2.3. Main outcomes of interest

The Child Behavior Checklist (CBCL) is one of several standardized measures commonly used to assess child behavior, and is valid and reliable.^41–44 We used the preschool version of the CBCL, which was completed by the child’s mother at 26–28 months of age. It consists of 100 items, each describing a problem behavior, divided into 2 composite scales, called “Internalizing” behaviors (36 items) and “Externalizing” behaviors (24 items), a Sleep problems syndrome scale, and “Other Problems.” This project focuses on internalizing and externalizing behaviors, and sleep problems. Internalizing behaviors are further broken down into four syndrome scales: emotionally reactive (9 items), anxious/depressed (8 items), somatic complaints (11 items), and withdrawn (8 items). The Externalizing behaviors composite scale is broken down into two syndrome scales: attention problems (5 items) and aggressive behavior (19 items). Sleep problems (7 items) is a stand-alone syndrome scale. The parent rates how well each item describes the child’s behavior in the past 2 months, using a 3-point scale, where higher scores correspond with more problematic behaviors, as such: “not true” = 0 points, “somewhat true” = 1 point, and “often true” = 2 points. Point values are summed to provide syndrome scores as well as broader scores for the Internalizing and Externalizing behavior composite scales. We modelled regression analyses on each of the two composite scales (Internalizing and Externalizing), as well as the seven syndrome scales. The sum of points for all of the items in any given scale denotes the severity of problems reported for a child on that scale, with higher scores corresponding to more problems in that domain.

2.4. Statistical analysis

The distributions of continuous variables were examined using measures of central tendency and normality plots.
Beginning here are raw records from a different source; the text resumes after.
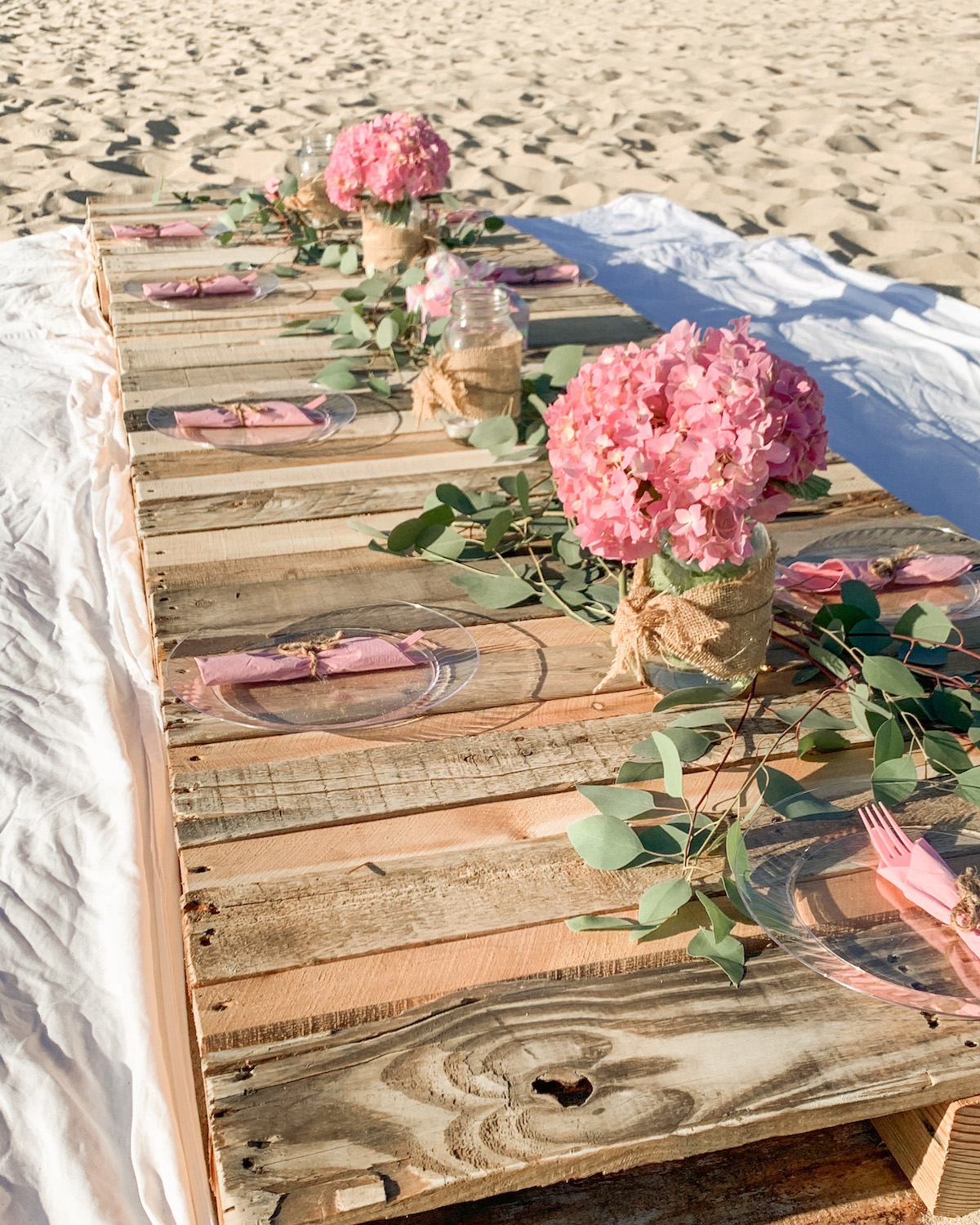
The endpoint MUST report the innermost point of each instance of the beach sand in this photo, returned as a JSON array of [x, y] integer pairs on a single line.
[[848, 122]]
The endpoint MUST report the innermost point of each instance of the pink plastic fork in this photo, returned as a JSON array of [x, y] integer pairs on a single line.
[[887, 837]]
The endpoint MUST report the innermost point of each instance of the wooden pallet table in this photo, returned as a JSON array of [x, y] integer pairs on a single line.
[[390, 1011]]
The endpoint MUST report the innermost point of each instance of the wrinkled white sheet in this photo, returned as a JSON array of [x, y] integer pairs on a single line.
[[899, 364], [98, 1124]]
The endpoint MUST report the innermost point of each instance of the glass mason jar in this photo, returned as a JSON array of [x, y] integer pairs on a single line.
[[669, 573], [479, 318], [314, 154]]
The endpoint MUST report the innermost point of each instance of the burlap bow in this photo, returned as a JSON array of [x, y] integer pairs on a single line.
[[965, 914], [722, 627], [310, 647], [384, 245], [884, 568], [475, 384]]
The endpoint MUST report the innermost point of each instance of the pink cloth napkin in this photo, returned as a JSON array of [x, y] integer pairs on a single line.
[[827, 576], [269, 412], [930, 884], [171, 229], [134, 230], [350, 656], [216, 287], [536, 276]]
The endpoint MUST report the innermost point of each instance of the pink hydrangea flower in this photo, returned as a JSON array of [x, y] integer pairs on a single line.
[[387, 158], [684, 438]]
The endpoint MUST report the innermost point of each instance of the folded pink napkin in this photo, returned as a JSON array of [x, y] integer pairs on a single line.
[[169, 229], [350, 656], [266, 413], [216, 287], [181, 229], [930, 884], [536, 276], [134, 230], [827, 576], [964, 964]]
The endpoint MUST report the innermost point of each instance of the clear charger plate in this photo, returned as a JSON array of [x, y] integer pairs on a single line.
[[265, 283], [335, 413], [445, 659], [958, 599], [813, 889]]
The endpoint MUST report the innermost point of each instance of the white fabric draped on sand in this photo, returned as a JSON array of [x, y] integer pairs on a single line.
[[98, 1124], [899, 364]]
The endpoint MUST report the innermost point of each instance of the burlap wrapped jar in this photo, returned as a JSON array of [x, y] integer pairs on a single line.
[[717, 627]]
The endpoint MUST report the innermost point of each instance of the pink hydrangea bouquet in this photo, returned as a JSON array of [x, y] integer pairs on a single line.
[[386, 161], [685, 443]]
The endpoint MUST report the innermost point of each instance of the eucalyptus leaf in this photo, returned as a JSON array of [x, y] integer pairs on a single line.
[[617, 801], [604, 842], [720, 923], [889, 742], [870, 636], [727, 953], [494, 433], [599, 923], [945, 752], [403, 534], [893, 781], [360, 328], [698, 695], [492, 590], [671, 764], [662, 901], [563, 363], [950, 708], [823, 740], [440, 541], [831, 662], [862, 597], [497, 528], [891, 676], [925, 621], [639, 772], [789, 798], [688, 744]]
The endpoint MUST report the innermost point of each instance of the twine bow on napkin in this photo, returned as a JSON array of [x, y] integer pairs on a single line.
[[477, 384], [719, 627], [310, 647]]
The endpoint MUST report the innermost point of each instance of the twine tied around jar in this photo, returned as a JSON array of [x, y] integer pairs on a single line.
[[310, 647], [477, 384], [886, 568], [719, 627], [965, 914]]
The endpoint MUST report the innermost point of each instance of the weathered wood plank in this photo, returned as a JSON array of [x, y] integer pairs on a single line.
[[443, 1102], [330, 497], [257, 799], [831, 1176]]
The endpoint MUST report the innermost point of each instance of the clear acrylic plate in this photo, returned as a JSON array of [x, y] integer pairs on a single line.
[[445, 659], [813, 889], [335, 413], [265, 283], [958, 599]]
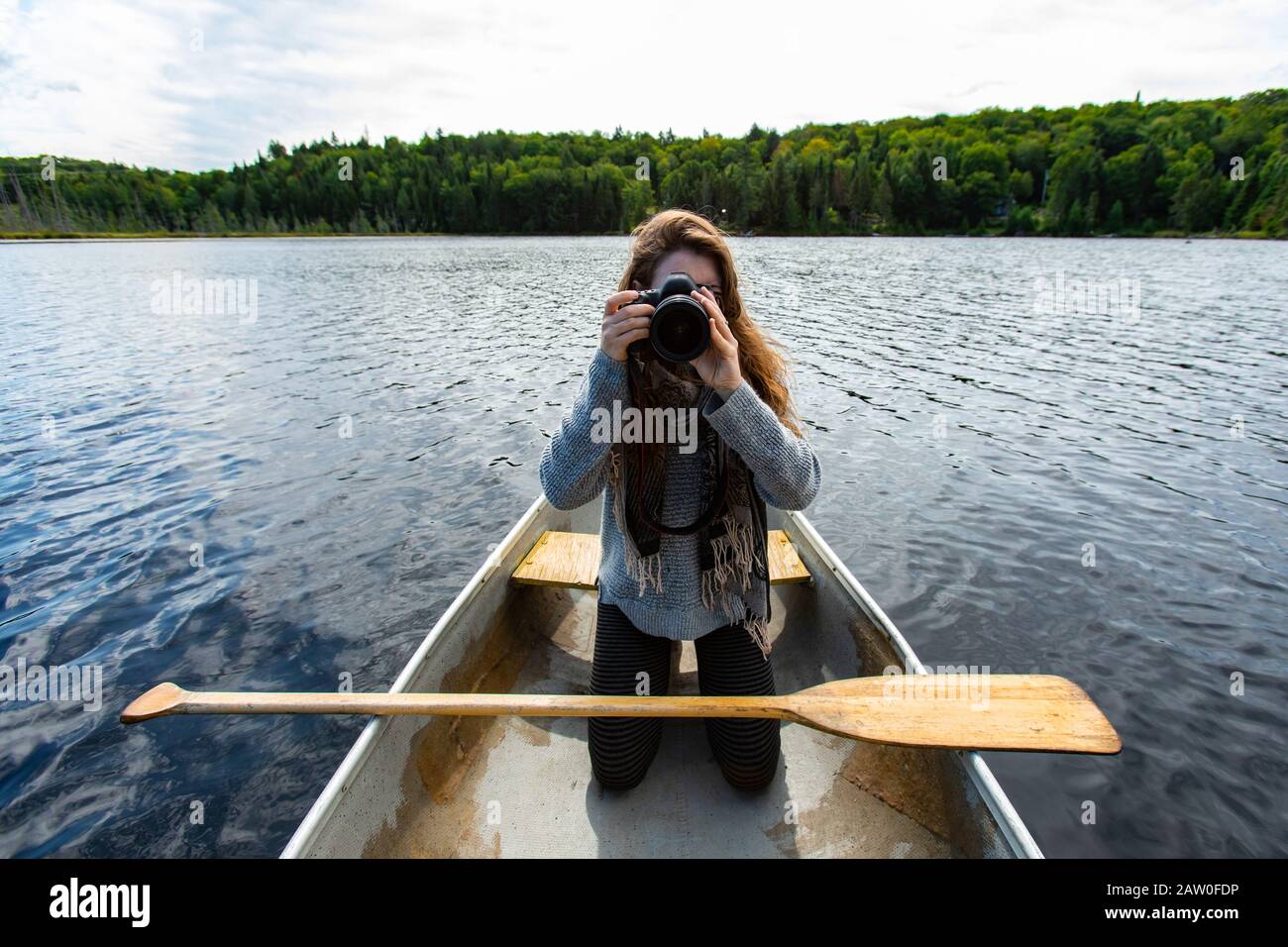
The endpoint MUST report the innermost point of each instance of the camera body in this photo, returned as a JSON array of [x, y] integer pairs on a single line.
[[679, 330]]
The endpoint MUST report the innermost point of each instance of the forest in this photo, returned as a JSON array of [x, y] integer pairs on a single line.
[[1216, 166]]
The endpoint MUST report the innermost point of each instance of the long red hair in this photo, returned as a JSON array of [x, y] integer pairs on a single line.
[[760, 357]]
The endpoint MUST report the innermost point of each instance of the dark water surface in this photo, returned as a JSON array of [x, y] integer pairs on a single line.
[[971, 450]]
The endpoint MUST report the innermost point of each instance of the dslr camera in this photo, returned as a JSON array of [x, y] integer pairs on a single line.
[[679, 330]]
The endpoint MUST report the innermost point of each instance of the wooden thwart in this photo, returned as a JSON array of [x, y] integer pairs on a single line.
[[571, 560], [562, 558]]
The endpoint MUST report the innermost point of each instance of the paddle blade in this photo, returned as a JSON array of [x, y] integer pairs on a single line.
[[961, 711], [160, 701]]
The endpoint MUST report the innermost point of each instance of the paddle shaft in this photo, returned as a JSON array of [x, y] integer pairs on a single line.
[[475, 705], [1000, 712]]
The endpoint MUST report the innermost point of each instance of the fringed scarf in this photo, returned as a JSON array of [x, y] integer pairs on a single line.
[[732, 545]]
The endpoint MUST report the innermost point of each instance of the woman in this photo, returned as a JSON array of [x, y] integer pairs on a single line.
[[683, 531]]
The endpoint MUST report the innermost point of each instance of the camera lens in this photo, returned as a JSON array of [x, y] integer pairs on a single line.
[[679, 329]]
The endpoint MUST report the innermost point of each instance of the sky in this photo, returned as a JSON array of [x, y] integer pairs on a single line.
[[198, 84]]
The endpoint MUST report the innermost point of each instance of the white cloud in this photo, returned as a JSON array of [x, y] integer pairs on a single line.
[[112, 78]]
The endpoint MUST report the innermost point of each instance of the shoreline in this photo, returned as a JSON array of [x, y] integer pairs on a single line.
[[14, 237]]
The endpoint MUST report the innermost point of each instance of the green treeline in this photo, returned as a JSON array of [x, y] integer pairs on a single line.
[[1128, 167]]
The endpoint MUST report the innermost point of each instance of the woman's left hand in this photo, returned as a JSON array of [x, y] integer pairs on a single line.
[[719, 364]]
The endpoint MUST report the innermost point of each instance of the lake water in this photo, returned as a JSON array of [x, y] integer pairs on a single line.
[[271, 497]]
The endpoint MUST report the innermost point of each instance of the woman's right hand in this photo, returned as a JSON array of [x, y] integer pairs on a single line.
[[623, 324]]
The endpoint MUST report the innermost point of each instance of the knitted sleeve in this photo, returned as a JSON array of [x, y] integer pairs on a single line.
[[575, 466], [786, 467]]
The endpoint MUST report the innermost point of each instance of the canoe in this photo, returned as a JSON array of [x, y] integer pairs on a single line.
[[510, 787]]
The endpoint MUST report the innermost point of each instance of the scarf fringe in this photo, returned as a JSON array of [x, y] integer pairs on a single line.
[[735, 553]]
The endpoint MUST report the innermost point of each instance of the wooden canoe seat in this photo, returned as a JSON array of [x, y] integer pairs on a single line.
[[571, 560]]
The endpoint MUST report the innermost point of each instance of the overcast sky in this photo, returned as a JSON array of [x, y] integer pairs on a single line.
[[133, 81]]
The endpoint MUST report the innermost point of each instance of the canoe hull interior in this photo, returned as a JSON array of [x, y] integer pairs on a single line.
[[507, 787]]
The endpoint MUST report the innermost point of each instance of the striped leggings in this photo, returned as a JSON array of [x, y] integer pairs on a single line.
[[729, 664]]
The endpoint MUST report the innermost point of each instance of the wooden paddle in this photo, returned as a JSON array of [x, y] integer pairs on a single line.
[[954, 711]]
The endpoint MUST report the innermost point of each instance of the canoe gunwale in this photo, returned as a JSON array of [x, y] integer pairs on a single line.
[[1008, 819], [339, 783]]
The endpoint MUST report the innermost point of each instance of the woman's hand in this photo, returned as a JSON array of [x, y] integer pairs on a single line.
[[719, 364], [622, 324]]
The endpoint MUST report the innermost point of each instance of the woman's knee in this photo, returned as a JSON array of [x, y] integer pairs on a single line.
[[622, 749], [746, 750]]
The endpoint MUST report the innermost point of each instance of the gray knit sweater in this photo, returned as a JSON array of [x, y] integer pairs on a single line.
[[575, 471]]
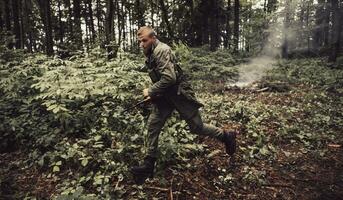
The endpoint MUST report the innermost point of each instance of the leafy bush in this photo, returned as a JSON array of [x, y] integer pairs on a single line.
[[68, 111]]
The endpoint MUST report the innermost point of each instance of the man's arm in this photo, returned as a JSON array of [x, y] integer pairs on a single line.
[[165, 67]]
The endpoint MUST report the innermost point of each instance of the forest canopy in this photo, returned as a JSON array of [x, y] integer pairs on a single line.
[[270, 71], [308, 28]]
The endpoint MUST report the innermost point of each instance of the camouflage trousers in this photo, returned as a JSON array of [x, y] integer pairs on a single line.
[[162, 110]]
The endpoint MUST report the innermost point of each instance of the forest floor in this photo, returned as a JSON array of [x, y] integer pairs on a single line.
[[286, 151]]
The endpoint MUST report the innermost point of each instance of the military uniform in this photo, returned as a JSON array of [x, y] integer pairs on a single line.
[[171, 91]]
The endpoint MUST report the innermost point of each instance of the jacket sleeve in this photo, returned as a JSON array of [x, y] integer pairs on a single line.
[[166, 69]]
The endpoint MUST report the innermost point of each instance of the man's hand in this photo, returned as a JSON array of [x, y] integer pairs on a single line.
[[146, 93]]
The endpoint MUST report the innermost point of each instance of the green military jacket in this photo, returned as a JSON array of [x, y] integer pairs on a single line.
[[169, 81]]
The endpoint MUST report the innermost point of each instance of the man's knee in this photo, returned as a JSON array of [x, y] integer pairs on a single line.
[[195, 124]]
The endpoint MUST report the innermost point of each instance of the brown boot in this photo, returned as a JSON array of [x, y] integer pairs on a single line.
[[229, 139], [144, 171]]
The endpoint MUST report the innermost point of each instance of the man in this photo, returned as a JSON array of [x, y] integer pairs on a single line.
[[170, 91]]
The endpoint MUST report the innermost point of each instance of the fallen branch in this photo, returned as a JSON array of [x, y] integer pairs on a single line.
[[263, 89], [277, 185], [158, 188]]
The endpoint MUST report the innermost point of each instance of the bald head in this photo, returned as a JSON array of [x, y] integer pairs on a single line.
[[145, 31], [146, 37]]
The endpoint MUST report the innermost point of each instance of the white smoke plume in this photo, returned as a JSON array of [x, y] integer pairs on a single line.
[[256, 68]]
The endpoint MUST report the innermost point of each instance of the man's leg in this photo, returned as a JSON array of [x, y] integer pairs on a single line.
[[198, 127], [159, 115]]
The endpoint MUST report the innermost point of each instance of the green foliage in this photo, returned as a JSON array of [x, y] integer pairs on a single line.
[[67, 114], [202, 64]]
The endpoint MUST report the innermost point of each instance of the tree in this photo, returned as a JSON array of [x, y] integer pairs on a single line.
[[165, 19], [337, 18], [109, 27], [16, 23], [45, 13], [77, 31], [236, 25], [227, 34]]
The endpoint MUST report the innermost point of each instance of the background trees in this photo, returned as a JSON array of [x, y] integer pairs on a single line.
[[243, 26]]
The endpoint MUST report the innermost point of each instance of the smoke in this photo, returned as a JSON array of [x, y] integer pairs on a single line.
[[256, 68]]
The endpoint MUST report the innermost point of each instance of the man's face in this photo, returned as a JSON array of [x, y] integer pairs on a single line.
[[146, 41]]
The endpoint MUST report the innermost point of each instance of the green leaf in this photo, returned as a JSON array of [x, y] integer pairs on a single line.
[[56, 169], [97, 138], [84, 162]]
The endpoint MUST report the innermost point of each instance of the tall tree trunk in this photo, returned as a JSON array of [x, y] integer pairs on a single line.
[[326, 24], [77, 31], [318, 30], [1, 19], [119, 22], [99, 18], [284, 47], [165, 19], [45, 12], [123, 24], [152, 12], [214, 25], [336, 30], [69, 19], [28, 18], [109, 26], [140, 13], [61, 28], [16, 23], [236, 25], [227, 35], [91, 19]]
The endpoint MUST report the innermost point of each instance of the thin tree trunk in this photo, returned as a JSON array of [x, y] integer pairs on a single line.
[[336, 30], [284, 47], [1, 20], [109, 28], [236, 25], [91, 20], [227, 25], [77, 31], [166, 19], [61, 28], [140, 13], [45, 12], [28, 14], [16, 23]]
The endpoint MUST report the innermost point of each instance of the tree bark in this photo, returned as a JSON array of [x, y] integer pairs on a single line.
[[236, 25], [227, 35], [61, 28], [336, 30], [140, 13], [45, 12], [284, 47], [77, 31], [91, 20], [1, 20], [165, 19], [109, 27], [16, 23]]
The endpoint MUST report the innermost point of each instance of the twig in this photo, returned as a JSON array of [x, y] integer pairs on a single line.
[[277, 185], [158, 188], [263, 89]]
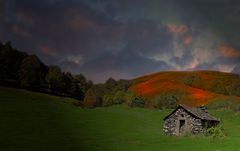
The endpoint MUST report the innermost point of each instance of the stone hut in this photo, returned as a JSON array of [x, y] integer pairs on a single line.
[[188, 120]]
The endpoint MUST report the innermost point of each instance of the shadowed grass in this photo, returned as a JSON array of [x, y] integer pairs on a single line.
[[36, 122]]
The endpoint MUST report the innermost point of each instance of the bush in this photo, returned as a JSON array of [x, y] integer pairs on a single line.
[[216, 132]]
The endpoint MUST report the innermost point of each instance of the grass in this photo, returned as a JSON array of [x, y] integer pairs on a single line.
[[36, 122]]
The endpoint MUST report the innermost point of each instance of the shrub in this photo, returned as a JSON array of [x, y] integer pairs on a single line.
[[216, 132]]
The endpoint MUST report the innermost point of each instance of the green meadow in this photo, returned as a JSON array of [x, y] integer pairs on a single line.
[[38, 122]]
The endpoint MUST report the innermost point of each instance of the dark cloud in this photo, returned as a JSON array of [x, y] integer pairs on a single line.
[[122, 38]]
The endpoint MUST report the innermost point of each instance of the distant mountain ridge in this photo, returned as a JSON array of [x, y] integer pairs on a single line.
[[194, 88]]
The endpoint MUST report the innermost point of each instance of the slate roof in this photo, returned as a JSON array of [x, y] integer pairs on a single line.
[[198, 112]]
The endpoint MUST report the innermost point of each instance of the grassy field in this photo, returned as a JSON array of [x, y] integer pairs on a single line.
[[38, 122]]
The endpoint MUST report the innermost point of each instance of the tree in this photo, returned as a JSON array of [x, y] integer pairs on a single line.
[[32, 72], [55, 79], [10, 62], [83, 83], [110, 84]]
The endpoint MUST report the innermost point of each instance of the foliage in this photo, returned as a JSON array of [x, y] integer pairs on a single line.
[[137, 102], [27, 70], [10, 62], [216, 132], [55, 79], [32, 72], [166, 100]]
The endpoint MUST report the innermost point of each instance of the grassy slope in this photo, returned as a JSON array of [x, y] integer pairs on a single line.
[[199, 92], [36, 122]]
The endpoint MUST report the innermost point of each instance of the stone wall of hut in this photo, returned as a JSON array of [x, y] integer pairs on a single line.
[[171, 124]]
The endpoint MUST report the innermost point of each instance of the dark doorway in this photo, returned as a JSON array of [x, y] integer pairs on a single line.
[[181, 127], [182, 123]]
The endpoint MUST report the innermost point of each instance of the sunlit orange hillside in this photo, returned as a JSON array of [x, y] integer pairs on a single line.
[[192, 88]]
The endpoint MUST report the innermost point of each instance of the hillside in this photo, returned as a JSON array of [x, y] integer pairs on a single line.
[[36, 122], [192, 88]]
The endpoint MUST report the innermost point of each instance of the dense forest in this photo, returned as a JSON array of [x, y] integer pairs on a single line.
[[21, 70]]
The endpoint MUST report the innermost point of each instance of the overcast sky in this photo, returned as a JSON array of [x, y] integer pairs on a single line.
[[125, 38]]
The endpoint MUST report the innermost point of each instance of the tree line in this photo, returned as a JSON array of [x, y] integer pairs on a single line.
[[21, 70]]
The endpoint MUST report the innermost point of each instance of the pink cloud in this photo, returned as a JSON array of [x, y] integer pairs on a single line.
[[228, 51], [25, 17], [20, 31], [79, 22], [187, 40], [48, 51], [177, 29]]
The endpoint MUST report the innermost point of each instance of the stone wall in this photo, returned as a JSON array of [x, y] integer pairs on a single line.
[[192, 125]]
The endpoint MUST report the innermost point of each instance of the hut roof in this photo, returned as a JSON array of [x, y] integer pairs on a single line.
[[198, 112]]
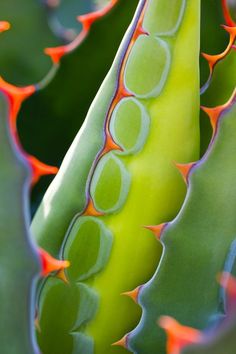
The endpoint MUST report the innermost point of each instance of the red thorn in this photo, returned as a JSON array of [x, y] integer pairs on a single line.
[[53, 3], [110, 145], [122, 342], [226, 13], [4, 26], [214, 113], [156, 229], [50, 264], [138, 32], [133, 294], [178, 336], [184, 169], [62, 275], [40, 169], [228, 282], [91, 210], [88, 19], [213, 59], [56, 53]]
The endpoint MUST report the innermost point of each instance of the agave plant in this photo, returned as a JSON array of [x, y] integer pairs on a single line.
[[99, 281]]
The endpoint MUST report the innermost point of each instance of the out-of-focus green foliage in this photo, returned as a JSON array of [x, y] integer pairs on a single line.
[[22, 60]]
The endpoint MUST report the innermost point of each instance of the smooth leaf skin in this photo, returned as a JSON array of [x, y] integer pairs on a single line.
[[59, 110], [145, 186], [196, 245], [18, 261], [22, 58]]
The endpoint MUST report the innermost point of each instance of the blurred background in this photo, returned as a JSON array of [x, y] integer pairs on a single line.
[[50, 119]]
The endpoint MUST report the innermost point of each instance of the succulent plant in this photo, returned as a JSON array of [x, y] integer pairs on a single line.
[[132, 168]]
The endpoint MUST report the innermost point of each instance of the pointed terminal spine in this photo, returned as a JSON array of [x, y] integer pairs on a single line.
[[50, 264], [178, 336], [87, 20]]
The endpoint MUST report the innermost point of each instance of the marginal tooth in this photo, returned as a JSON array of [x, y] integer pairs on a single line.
[[178, 336], [40, 169], [110, 145], [156, 229], [4, 26], [184, 169], [226, 13], [91, 210], [62, 275], [231, 30], [133, 294], [214, 113], [213, 59], [50, 264], [55, 53], [88, 19], [122, 342], [122, 92]]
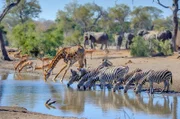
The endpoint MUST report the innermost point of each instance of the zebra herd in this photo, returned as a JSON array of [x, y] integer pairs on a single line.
[[117, 76]]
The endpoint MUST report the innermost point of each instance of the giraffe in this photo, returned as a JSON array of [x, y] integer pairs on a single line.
[[24, 64], [70, 55]]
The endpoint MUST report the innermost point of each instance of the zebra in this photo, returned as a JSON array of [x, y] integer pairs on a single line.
[[112, 73], [157, 77], [135, 79], [83, 79], [91, 82], [76, 76], [130, 74], [117, 84]]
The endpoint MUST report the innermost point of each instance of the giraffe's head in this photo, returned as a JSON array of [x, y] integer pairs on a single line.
[[46, 74]]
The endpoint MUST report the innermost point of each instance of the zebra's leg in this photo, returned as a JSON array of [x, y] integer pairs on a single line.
[[151, 87], [167, 86], [102, 84]]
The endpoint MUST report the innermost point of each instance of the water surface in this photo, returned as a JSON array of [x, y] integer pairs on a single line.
[[32, 92]]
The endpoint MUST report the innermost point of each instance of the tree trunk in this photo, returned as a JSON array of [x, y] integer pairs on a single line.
[[4, 12], [175, 23], [3, 49]]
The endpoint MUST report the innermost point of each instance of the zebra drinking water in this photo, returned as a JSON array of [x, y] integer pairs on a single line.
[[135, 79], [112, 73], [116, 85], [157, 77]]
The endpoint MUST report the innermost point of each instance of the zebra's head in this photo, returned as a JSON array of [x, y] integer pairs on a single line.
[[74, 77], [138, 88], [87, 84], [125, 88]]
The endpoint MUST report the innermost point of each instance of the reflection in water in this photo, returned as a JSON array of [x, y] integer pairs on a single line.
[[32, 94]]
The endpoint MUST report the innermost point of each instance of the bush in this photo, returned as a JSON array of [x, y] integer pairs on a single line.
[[139, 47], [74, 39], [160, 46]]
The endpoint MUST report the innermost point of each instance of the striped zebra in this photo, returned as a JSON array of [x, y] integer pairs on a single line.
[[112, 73], [135, 79], [91, 82], [85, 78], [157, 77], [75, 76], [116, 85], [130, 74]]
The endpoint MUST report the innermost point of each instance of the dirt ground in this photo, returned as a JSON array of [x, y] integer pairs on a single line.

Descriptive statistics and Cronbach’s alpha were calculated for all scales. Comparisons of categorical data were performed using the Chi square test or Fisher’s exact test. Continuous data were compared across groups using the t-test if they were normally distributed, and the Wilcoxon 2-sample test with t-approximation if not. Variables used to adjust the models were objectively determined using directed acyclic graphs (DAGs) and prior published literature on the associations of interest (Supplemental Figure 2).^15,45–47 Variables considered in the DAG were maternal age, child sex, gestational age, income, number of siblings, marital status, age of child at CBCL, education level, paternal education, smoking, drinking, prenatal vitamin use, delivery type, OB risk score, Peabody Picture Vocabulary Test, breastfeeding, and HOME score. The relationships between and among the variables were depicted as paths in a causal diagram, keeping in mind that variables could be related to 2 or more variables, and that paths could be bi-directional. Two investigators (SDG and SM) independently examined the DAGs and the distribution and correlations of the variables in the study data to reach a conclusion about which variables to include in the models (Supplemental Table 1). Among the key determining factors were that the selected variable must precede the outcome, and that the variable was not a mediator in the pathway between exposure and outcome. Differences in variables selected by both investigators were discussed and resolved. The final set of variables used to adjust the models were: maternal age during pregnancy, number of siblings, child sex, and child age at CBCL intake.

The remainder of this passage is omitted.